Demyx se sent béer comme pas possible parce que lui, donner des cours ? Il ne peut déjà pas suivre ceux des autres ! Garçon sourit d'un air gêné mais sa détermination ne fléchit pas. Demyx lui sourit gentiment.
« Je crois que tu t'adresses à la mauvaise personne, mec. J'ai rien d'un prof.
Garçon fronce un peu plus les sourcils.
« Je vois pas pourquoi, tu joues super bien.

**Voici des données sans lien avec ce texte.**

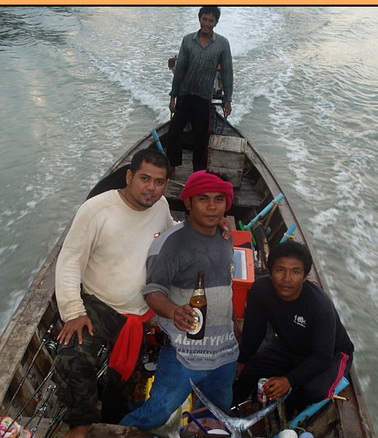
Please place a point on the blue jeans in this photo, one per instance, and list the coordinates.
(172, 386)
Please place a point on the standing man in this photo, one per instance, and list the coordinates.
(174, 260)
(192, 89)
(99, 275)
(311, 351)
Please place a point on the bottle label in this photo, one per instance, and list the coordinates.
(198, 322)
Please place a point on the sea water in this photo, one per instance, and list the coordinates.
(79, 85)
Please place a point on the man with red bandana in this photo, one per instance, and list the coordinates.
(311, 351)
(173, 262)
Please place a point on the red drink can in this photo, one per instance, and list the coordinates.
(261, 397)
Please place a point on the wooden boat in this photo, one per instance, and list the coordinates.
(27, 346)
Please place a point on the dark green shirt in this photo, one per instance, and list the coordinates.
(196, 67)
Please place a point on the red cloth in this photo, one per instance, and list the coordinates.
(126, 349)
(203, 182)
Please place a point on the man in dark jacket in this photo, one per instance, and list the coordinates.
(311, 350)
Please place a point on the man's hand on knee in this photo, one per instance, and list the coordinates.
(75, 326)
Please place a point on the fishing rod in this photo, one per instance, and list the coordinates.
(45, 339)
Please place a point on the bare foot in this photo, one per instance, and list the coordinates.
(78, 432)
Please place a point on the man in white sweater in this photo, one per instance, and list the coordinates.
(99, 275)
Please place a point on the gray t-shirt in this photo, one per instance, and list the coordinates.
(174, 260)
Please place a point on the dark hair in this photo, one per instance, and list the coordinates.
(210, 10)
(291, 249)
(222, 176)
(152, 156)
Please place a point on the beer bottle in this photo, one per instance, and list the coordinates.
(199, 305)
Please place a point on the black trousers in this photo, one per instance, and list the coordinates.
(196, 110)
(273, 360)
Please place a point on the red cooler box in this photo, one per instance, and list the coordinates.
(244, 276)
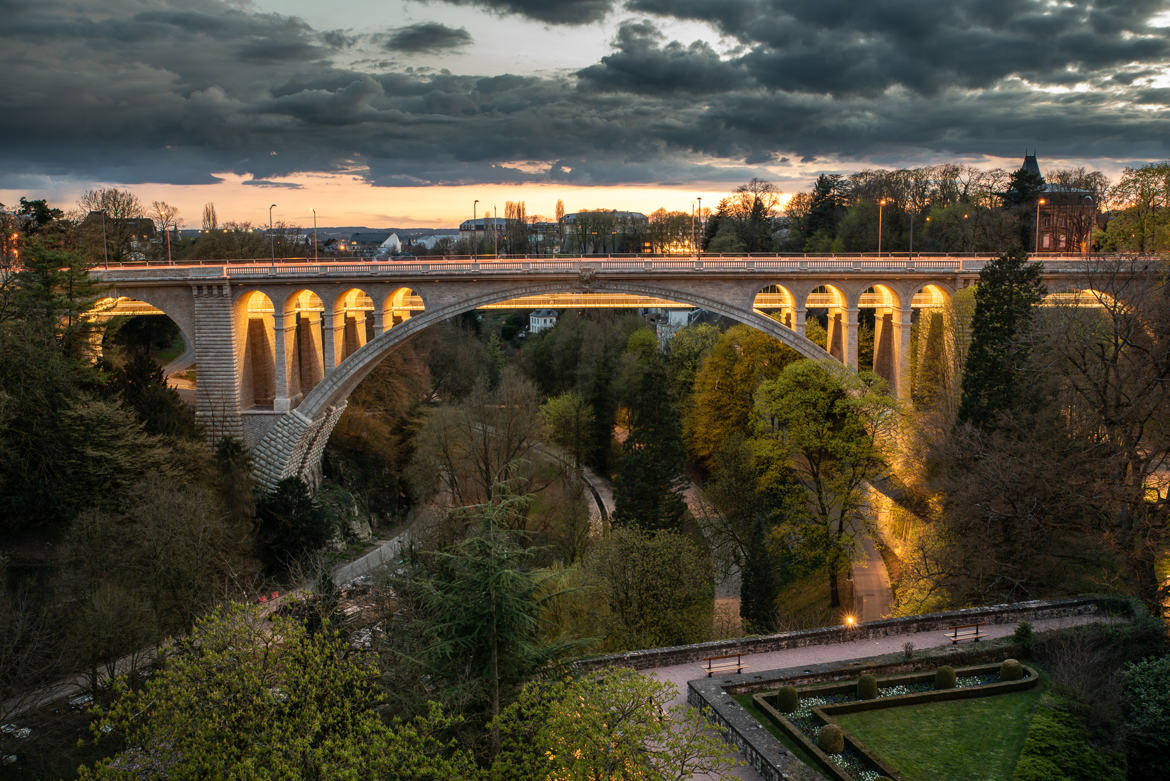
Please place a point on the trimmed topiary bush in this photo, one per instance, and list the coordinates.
(831, 739)
(787, 699)
(867, 688)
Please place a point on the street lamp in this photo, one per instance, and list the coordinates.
(166, 227)
(912, 236)
(272, 239)
(700, 228)
(314, 235)
(1038, 205)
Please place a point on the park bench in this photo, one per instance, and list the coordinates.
(964, 631)
(714, 664)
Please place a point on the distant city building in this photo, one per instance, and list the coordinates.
(431, 240)
(481, 228)
(604, 230)
(392, 246)
(541, 319)
(1066, 218)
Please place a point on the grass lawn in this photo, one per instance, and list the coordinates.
(783, 737)
(972, 739)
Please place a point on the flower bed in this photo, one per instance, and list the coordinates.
(819, 704)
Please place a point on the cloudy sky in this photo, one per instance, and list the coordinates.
(390, 112)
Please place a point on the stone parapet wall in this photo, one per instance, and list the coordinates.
(666, 657)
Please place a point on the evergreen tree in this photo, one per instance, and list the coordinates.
(291, 524)
(759, 586)
(993, 380)
(647, 488)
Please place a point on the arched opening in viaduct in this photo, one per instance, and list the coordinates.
(135, 313)
(296, 441)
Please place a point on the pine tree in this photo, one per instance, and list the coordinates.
(993, 380)
(648, 482)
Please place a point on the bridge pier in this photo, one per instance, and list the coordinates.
(218, 352)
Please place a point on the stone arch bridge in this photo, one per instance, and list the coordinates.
(280, 346)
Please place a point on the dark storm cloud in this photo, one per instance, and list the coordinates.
(427, 37)
(846, 48)
(188, 88)
(641, 63)
(553, 12)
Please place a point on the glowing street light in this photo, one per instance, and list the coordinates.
(272, 239)
(1038, 205)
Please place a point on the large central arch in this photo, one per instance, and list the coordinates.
(294, 446)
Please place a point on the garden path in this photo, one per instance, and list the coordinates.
(679, 675)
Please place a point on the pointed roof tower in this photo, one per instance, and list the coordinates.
(1031, 164)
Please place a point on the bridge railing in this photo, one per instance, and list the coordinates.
(934, 263)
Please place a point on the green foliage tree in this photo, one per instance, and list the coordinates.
(290, 524)
(246, 697)
(824, 426)
(53, 291)
(479, 616)
(569, 419)
(993, 380)
(759, 586)
(140, 384)
(724, 387)
(685, 353)
(655, 586)
(614, 726)
(647, 488)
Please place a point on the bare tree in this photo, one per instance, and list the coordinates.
(210, 221)
(111, 225)
(1115, 361)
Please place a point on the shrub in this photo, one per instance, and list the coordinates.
(831, 739)
(1148, 716)
(1011, 670)
(787, 699)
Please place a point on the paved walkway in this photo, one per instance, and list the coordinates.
(679, 675)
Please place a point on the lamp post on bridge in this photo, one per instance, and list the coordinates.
(700, 228)
(272, 239)
(1038, 205)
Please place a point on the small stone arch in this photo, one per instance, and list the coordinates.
(400, 305)
(305, 360)
(353, 322)
(933, 360)
(830, 305)
(777, 302)
(255, 358)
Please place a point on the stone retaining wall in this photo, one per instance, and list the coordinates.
(1032, 610)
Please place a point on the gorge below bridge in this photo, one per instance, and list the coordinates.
(280, 345)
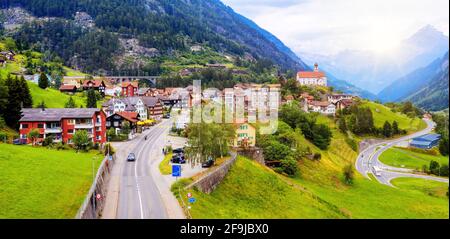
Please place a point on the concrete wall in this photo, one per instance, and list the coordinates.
(92, 207)
(210, 181)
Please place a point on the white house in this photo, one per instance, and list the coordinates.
(323, 107)
(312, 78)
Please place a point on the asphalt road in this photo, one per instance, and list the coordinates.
(369, 158)
(139, 196)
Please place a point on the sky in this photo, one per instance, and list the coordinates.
(329, 26)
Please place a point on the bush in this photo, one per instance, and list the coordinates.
(349, 174)
(289, 166)
(48, 141)
(317, 156)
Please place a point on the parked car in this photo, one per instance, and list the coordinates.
(178, 159)
(208, 164)
(131, 157)
(178, 151)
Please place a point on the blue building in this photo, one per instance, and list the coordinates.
(427, 141)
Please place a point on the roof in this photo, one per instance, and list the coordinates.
(150, 101)
(68, 87)
(130, 116)
(96, 83)
(320, 103)
(428, 137)
(48, 115)
(310, 74)
(126, 84)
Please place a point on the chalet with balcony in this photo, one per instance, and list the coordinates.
(61, 124)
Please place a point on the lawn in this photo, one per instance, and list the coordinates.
(41, 183)
(382, 113)
(165, 167)
(404, 158)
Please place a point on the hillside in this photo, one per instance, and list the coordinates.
(253, 191)
(434, 95)
(413, 82)
(162, 28)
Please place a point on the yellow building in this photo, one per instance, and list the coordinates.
(245, 136)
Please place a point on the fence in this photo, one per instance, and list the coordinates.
(92, 206)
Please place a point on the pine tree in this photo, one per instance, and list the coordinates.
(387, 129)
(12, 113)
(395, 129)
(25, 93)
(43, 81)
(91, 99)
(70, 103)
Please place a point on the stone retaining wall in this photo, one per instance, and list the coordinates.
(92, 207)
(210, 181)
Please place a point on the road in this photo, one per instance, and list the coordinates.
(140, 197)
(369, 158)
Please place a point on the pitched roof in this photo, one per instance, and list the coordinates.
(310, 74)
(150, 101)
(134, 84)
(56, 114)
(95, 83)
(130, 116)
(68, 87)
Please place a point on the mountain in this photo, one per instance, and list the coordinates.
(434, 96)
(412, 82)
(374, 72)
(161, 26)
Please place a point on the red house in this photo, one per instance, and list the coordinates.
(130, 89)
(61, 124)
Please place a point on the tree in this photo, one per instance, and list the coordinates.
(349, 174)
(387, 129)
(70, 103)
(395, 129)
(434, 167)
(91, 99)
(42, 105)
(81, 139)
(34, 135)
(208, 140)
(43, 81)
(322, 136)
(342, 125)
(444, 146)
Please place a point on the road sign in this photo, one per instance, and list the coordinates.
(176, 170)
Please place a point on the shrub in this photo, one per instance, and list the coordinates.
(349, 174)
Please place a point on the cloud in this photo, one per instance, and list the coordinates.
(329, 26)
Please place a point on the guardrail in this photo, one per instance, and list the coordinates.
(92, 206)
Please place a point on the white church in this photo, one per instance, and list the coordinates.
(312, 78)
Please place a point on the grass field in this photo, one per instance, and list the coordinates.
(382, 113)
(253, 191)
(42, 183)
(398, 157)
(165, 166)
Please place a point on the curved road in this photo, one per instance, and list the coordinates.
(139, 196)
(369, 158)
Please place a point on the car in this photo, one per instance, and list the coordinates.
(178, 151)
(131, 157)
(208, 164)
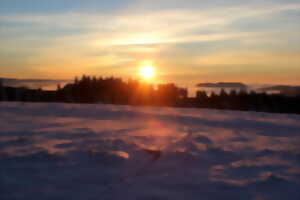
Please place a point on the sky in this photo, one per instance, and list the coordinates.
(187, 42)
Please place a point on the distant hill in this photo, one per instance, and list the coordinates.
(286, 90)
(235, 85)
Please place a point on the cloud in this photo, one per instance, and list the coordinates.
(201, 38)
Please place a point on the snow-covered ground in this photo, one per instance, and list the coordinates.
(68, 151)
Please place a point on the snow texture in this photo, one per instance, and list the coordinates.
(70, 151)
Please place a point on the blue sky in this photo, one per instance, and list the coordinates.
(186, 41)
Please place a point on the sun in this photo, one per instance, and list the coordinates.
(147, 72)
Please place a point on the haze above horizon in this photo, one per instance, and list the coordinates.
(187, 42)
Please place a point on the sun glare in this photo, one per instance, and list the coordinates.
(147, 72)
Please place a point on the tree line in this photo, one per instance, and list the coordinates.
(112, 90)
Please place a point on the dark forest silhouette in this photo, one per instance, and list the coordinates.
(134, 92)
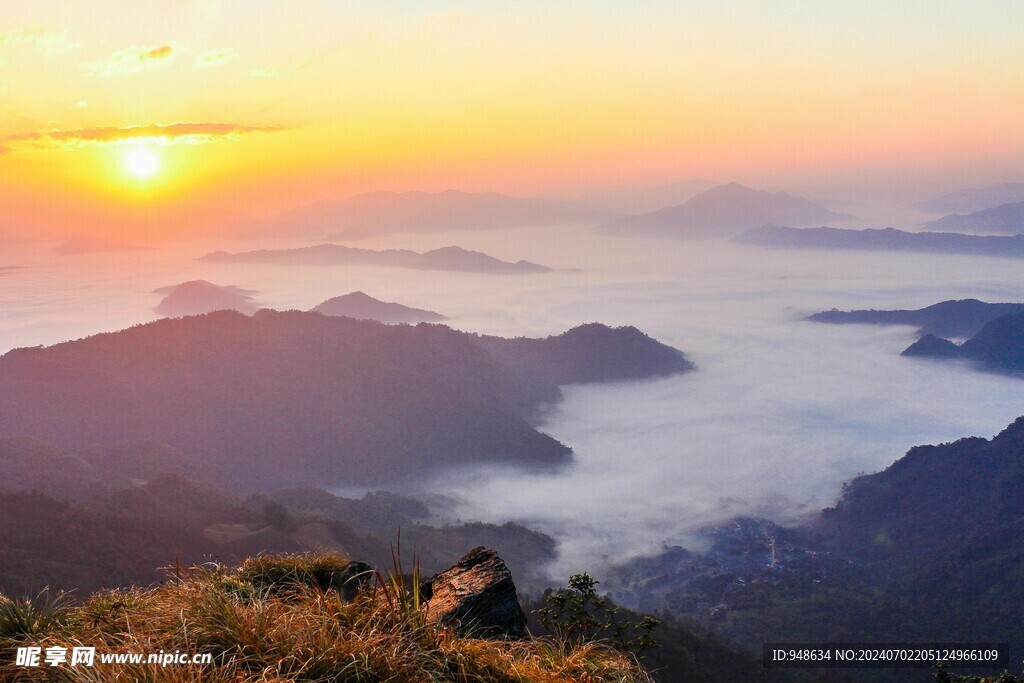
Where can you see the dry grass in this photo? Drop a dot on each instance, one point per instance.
(271, 621)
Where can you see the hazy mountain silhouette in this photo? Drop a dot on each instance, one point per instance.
(999, 345)
(887, 239)
(365, 307)
(963, 317)
(974, 199)
(292, 398)
(723, 212)
(646, 200)
(445, 258)
(930, 549)
(1006, 218)
(379, 212)
(199, 296)
(91, 245)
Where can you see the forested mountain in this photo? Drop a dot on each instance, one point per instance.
(998, 346)
(887, 239)
(723, 212)
(963, 317)
(365, 307)
(291, 398)
(445, 258)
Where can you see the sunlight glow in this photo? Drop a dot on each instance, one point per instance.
(140, 163)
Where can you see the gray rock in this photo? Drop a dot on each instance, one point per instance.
(476, 597)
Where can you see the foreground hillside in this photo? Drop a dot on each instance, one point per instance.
(289, 398)
(292, 619)
(931, 549)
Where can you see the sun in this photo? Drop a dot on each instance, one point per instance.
(140, 163)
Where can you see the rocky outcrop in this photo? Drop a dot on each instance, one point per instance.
(932, 347)
(476, 597)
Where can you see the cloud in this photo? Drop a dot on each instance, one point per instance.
(212, 58)
(264, 73)
(175, 133)
(132, 60)
(44, 41)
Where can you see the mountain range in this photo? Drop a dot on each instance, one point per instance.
(724, 212)
(282, 399)
(998, 345)
(382, 212)
(929, 549)
(887, 239)
(199, 296)
(1003, 219)
(963, 317)
(365, 307)
(974, 199)
(445, 258)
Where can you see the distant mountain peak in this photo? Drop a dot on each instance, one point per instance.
(725, 211)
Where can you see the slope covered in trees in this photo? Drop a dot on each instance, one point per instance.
(289, 398)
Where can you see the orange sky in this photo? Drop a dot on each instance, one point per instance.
(261, 104)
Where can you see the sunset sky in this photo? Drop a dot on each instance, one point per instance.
(109, 107)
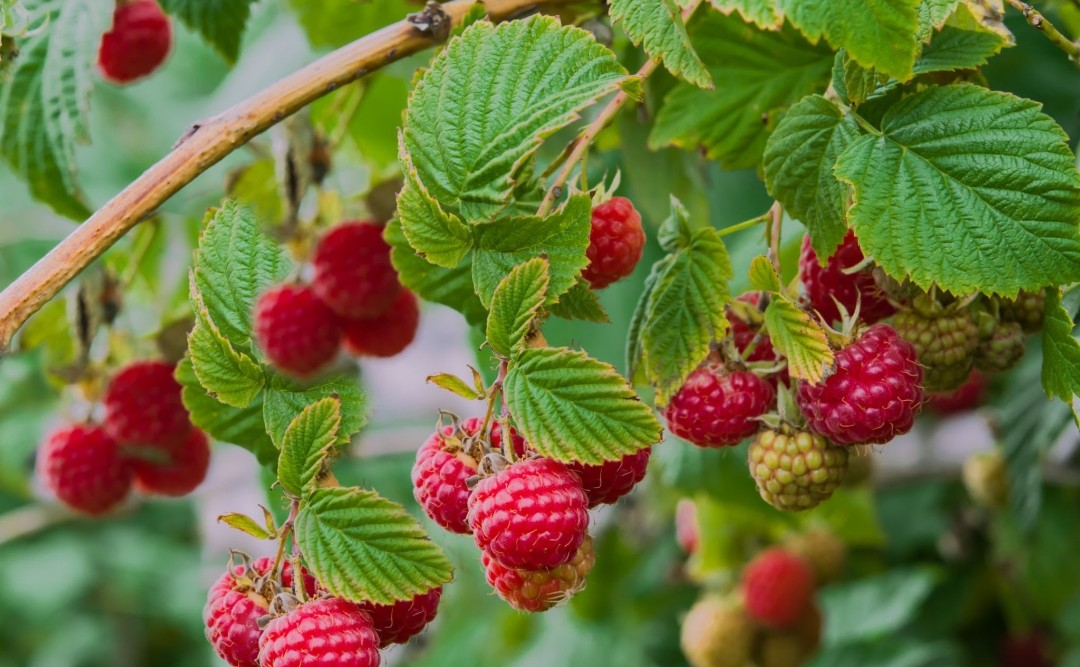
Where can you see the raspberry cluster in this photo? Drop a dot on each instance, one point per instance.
(147, 441)
(354, 302)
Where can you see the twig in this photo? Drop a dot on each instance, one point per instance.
(208, 141)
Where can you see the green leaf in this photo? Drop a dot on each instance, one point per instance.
(219, 22)
(571, 407)
(285, 399)
(657, 26)
(980, 186)
(514, 305)
(879, 35)
(309, 440)
(799, 338)
(798, 168)
(562, 237)
(44, 98)
(490, 97)
(363, 547)
(759, 72)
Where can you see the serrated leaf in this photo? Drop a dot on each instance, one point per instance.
(285, 399)
(657, 26)
(562, 237)
(44, 98)
(309, 440)
(514, 305)
(980, 186)
(799, 338)
(220, 23)
(798, 168)
(571, 407)
(756, 73)
(363, 547)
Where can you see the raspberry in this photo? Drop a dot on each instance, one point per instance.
(322, 633)
(717, 408)
(615, 243)
(796, 472)
(873, 395)
(607, 482)
(1002, 350)
(825, 283)
(84, 468)
(717, 634)
(531, 515)
(397, 623)
(233, 607)
(537, 590)
(143, 406)
(386, 334)
(778, 587)
(944, 341)
(298, 334)
(177, 471)
(353, 274)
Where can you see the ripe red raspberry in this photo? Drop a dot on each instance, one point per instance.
(386, 334)
(176, 470)
(138, 42)
(717, 408)
(825, 283)
(296, 331)
(615, 243)
(873, 395)
(143, 406)
(322, 633)
(84, 468)
(778, 587)
(537, 590)
(234, 604)
(397, 623)
(607, 482)
(353, 274)
(531, 515)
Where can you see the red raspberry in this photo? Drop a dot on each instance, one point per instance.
(298, 334)
(397, 623)
(873, 395)
(138, 42)
(177, 468)
(143, 406)
(778, 587)
(531, 515)
(716, 408)
(610, 480)
(540, 589)
(824, 283)
(233, 607)
(353, 274)
(615, 243)
(84, 467)
(322, 633)
(386, 334)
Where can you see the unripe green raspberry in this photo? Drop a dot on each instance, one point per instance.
(796, 471)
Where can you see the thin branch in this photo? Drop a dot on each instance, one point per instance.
(207, 143)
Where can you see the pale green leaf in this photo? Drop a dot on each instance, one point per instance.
(363, 547)
(798, 168)
(657, 26)
(756, 73)
(309, 440)
(799, 338)
(968, 189)
(571, 407)
(514, 305)
(489, 98)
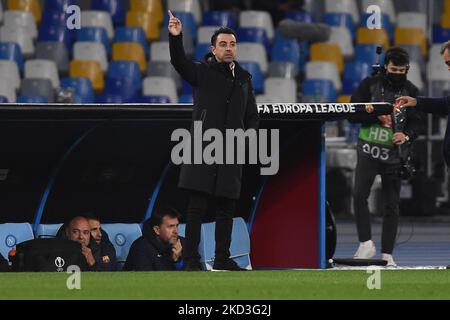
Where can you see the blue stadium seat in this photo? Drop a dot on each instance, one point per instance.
(317, 90)
(440, 35)
(94, 34)
(367, 53)
(32, 99)
(187, 20)
(201, 50)
(129, 34)
(385, 23)
(257, 76)
(11, 51)
(120, 69)
(124, 88)
(47, 230)
(302, 16)
(82, 89)
(340, 19)
(239, 248)
(115, 7)
(220, 18)
(12, 234)
(154, 99)
(251, 34)
(122, 236)
(357, 70)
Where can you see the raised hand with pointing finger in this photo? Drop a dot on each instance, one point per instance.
(174, 26)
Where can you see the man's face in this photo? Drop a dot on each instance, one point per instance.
(225, 48)
(447, 58)
(391, 68)
(96, 233)
(168, 230)
(79, 231)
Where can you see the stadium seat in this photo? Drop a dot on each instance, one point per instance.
(318, 90)
(257, 76)
(440, 35)
(125, 70)
(11, 51)
(88, 69)
(94, 34)
(163, 86)
(386, 6)
(38, 87)
(33, 6)
(153, 7)
(116, 9)
(205, 33)
(192, 6)
(282, 69)
(417, 20)
(21, 19)
(256, 35)
(42, 69)
(385, 24)
(257, 19)
(343, 38)
(47, 230)
(122, 236)
(375, 36)
(129, 34)
(253, 52)
(10, 72)
(154, 99)
(7, 90)
(325, 71)
(82, 87)
(286, 88)
(329, 52)
(124, 88)
(239, 248)
(220, 18)
(164, 69)
(159, 51)
(55, 51)
(95, 18)
(144, 20)
(130, 51)
(340, 19)
(12, 234)
(32, 99)
(20, 36)
(411, 36)
(343, 6)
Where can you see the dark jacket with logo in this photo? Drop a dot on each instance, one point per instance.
(148, 253)
(439, 106)
(221, 102)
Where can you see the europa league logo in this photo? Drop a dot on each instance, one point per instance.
(369, 108)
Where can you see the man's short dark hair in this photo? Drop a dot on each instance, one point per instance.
(445, 46)
(398, 56)
(158, 216)
(225, 30)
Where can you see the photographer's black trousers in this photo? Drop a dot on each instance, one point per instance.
(366, 171)
(198, 204)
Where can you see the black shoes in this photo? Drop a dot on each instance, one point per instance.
(226, 265)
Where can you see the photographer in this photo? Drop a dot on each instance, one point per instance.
(380, 149)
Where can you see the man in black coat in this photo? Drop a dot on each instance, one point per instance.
(223, 99)
(382, 144)
(159, 248)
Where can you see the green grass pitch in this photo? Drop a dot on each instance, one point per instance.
(254, 285)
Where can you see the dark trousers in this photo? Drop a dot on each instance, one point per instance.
(198, 204)
(366, 170)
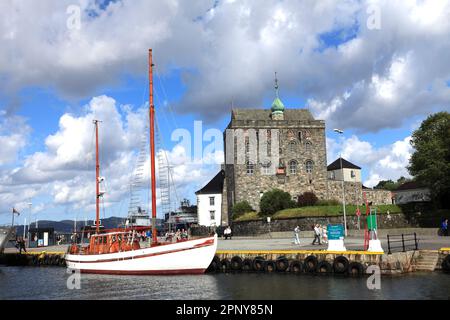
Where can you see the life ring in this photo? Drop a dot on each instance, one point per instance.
(446, 264)
(355, 268)
(324, 267)
(310, 264)
(296, 266)
(270, 266)
(247, 264)
(259, 264)
(282, 264)
(340, 264)
(236, 263)
(225, 265)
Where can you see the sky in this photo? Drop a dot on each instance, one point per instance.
(374, 69)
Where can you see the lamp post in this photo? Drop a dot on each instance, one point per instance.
(343, 186)
(29, 222)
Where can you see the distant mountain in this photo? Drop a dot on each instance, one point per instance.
(66, 226)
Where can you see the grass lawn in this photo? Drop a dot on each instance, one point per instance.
(321, 211)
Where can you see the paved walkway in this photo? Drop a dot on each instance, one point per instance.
(282, 241)
(351, 243)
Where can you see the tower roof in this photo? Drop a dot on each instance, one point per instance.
(215, 185)
(337, 165)
(277, 104)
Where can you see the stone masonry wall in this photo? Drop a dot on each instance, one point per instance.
(256, 227)
(310, 146)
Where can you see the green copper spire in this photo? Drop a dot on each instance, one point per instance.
(277, 105)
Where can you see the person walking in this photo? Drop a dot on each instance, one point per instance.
(444, 227)
(316, 235)
(324, 234)
(296, 235)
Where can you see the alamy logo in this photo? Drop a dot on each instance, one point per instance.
(74, 280)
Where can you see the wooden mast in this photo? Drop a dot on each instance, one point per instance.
(97, 180)
(152, 147)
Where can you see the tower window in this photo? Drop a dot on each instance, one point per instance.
(292, 146)
(293, 167)
(309, 165)
(250, 168)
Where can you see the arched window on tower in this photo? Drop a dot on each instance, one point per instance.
(292, 146)
(309, 165)
(292, 167)
(250, 168)
(308, 146)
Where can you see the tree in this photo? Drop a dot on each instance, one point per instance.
(240, 208)
(307, 199)
(430, 162)
(275, 200)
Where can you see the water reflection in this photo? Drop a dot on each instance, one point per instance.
(50, 283)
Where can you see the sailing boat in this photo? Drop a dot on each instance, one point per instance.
(118, 251)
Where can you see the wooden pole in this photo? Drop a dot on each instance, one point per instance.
(152, 147)
(97, 176)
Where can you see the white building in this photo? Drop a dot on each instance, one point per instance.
(352, 173)
(411, 192)
(209, 201)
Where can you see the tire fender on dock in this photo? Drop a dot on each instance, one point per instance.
(296, 266)
(446, 264)
(324, 267)
(311, 263)
(236, 263)
(340, 264)
(259, 264)
(355, 268)
(247, 264)
(282, 264)
(225, 265)
(270, 266)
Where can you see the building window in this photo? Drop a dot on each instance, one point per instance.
(292, 167)
(292, 146)
(309, 166)
(308, 146)
(250, 168)
(266, 168)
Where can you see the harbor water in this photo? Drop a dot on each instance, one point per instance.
(51, 283)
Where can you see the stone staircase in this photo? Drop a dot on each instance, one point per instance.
(427, 260)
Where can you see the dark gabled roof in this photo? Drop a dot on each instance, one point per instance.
(265, 114)
(337, 165)
(213, 186)
(410, 185)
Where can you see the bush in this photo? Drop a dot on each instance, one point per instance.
(333, 202)
(241, 208)
(307, 199)
(275, 200)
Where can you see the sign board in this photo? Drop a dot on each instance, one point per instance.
(372, 222)
(335, 231)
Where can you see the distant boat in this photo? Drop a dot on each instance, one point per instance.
(119, 251)
(5, 235)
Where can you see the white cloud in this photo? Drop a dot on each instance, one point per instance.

- C'est pas le problème - merci d'ailleurs. Savoir jouer et pouvoir l'enseigner sont deux choses différentes. J'ai jamais fait de solfège ! Que ce soit celui des cordes ou le solfège de base, j'ai tout appris sur le tas.
- Et alors ?
- Et alors c'est la base.
- Je veux que ce soit toi, coupe fermement Garçon, et il a l'air si déterminé, comme un enfant qui dit qu'il veut ce chaton-là, que Demyx, incompréhensiblement, se sent rougir à vitesse grand V.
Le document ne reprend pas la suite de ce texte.